A very significant percentage of the annual budgets that the State allocates to the promotion of R&D is channeled through financial aid that the recipient has to repay in one way or another (62.4% in the General State budgets of 2015). Especially in times of crisis, this type of financial instrument generates great controversy. Detractors argue that it does not even respond to the demand of the agents and that it only serves to artificially disguise the painful reality of public support for R&D in Spain and hide the spectacular drop in non-refundable subsidies; As can be seen in the graph, non-financial expenses have not stopped falling since 2008, with the exception of the small rise that they experienced in the 2014 budget. The arguments are reinforced by the massive lack of execution of the public budgets of I +D in the financial part. In 2013, 46% of the total budget remained unexecuted.
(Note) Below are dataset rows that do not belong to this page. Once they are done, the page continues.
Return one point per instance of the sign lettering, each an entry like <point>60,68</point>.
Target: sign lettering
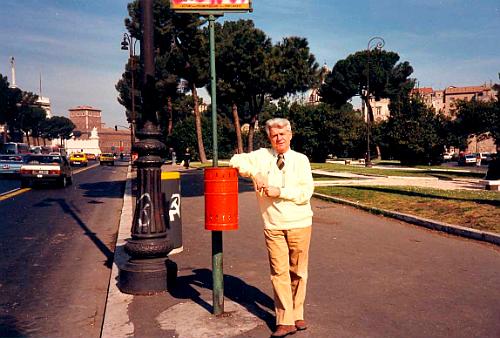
<point>218,5</point>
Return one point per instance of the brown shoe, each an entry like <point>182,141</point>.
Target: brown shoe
<point>301,324</point>
<point>284,330</point>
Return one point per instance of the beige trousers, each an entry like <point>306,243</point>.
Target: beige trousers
<point>288,252</point>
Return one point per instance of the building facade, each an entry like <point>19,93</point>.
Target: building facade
<point>85,118</point>
<point>445,100</point>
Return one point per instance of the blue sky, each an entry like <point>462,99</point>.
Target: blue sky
<point>75,44</point>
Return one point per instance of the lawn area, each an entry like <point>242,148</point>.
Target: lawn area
<point>473,209</point>
<point>441,172</point>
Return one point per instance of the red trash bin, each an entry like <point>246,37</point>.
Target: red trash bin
<point>221,199</point>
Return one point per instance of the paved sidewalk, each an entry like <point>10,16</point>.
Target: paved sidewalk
<point>370,276</point>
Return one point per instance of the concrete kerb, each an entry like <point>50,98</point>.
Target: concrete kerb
<point>430,224</point>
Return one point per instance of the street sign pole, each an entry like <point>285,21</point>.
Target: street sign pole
<point>217,240</point>
<point>213,10</point>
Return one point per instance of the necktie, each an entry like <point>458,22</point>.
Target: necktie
<point>280,162</point>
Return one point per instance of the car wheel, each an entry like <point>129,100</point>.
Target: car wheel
<point>25,183</point>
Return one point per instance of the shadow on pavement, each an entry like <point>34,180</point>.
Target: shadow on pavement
<point>92,235</point>
<point>103,189</point>
<point>9,327</point>
<point>251,298</point>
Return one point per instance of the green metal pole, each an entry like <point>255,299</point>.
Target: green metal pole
<point>217,271</point>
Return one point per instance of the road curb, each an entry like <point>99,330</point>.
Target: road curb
<point>452,229</point>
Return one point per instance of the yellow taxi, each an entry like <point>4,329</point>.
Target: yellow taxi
<point>107,158</point>
<point>78,159</point>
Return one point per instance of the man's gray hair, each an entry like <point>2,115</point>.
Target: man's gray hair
<point>278,122</point>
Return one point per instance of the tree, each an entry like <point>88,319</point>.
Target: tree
<point>250,69</point>
<point>348,78</point>
<point>414,132</point>
<point>311,123</point>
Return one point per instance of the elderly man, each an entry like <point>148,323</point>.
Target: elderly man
<point>284,186</point>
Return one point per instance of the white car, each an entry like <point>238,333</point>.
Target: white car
<point>40,168</point>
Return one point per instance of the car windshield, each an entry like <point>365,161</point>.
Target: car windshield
<point>43,159</point>
<point>11,158</point>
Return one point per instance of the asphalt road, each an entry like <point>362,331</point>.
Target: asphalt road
<point>56,249</point>
<point>369,276</point>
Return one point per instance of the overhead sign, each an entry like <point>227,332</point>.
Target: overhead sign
<point>211,5</point>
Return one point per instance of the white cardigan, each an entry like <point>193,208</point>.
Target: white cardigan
<point>292,209</point>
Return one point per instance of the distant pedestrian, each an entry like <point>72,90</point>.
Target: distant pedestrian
<point>187,158</point>
<point>284,186</point>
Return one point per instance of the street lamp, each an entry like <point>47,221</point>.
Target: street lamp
<point>148,268</point>
<point>374,43</point>
<point>128,43</point>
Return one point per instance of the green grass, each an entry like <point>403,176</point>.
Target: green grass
<point>410,172</point>
<point>473,209</point>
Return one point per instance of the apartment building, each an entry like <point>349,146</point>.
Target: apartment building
<point>445,100</point>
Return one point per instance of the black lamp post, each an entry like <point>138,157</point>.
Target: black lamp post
<point>145,272</point>
<point>374,43</point>
<point>128,43</point>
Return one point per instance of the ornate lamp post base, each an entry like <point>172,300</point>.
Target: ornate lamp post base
<point>147,276</point>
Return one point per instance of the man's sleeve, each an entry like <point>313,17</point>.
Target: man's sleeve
<point>302,192</point>
<point>245,163</point>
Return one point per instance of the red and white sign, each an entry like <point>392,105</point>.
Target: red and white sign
<point>211,5</point>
Despite this instrument, however, there is no doubt that making loan officers available to carry out R&D projects facilitates access to funds that would otherwise be very difficult to obtain and, in this sense, , have great potential for the development of projects whose expected results are close to the market and have credible expectations of sufficient economic returns to face the contracted debt.

The problem is that this type of project is a very small part of the total R&D carried out in Spain. It would be very delusional to think that loans are used to finance all business R&D or even more so the most basic research carried out by both universities and technology and research centers, in which the results expected economic and social events have a longer time horizon and are much more uncertain.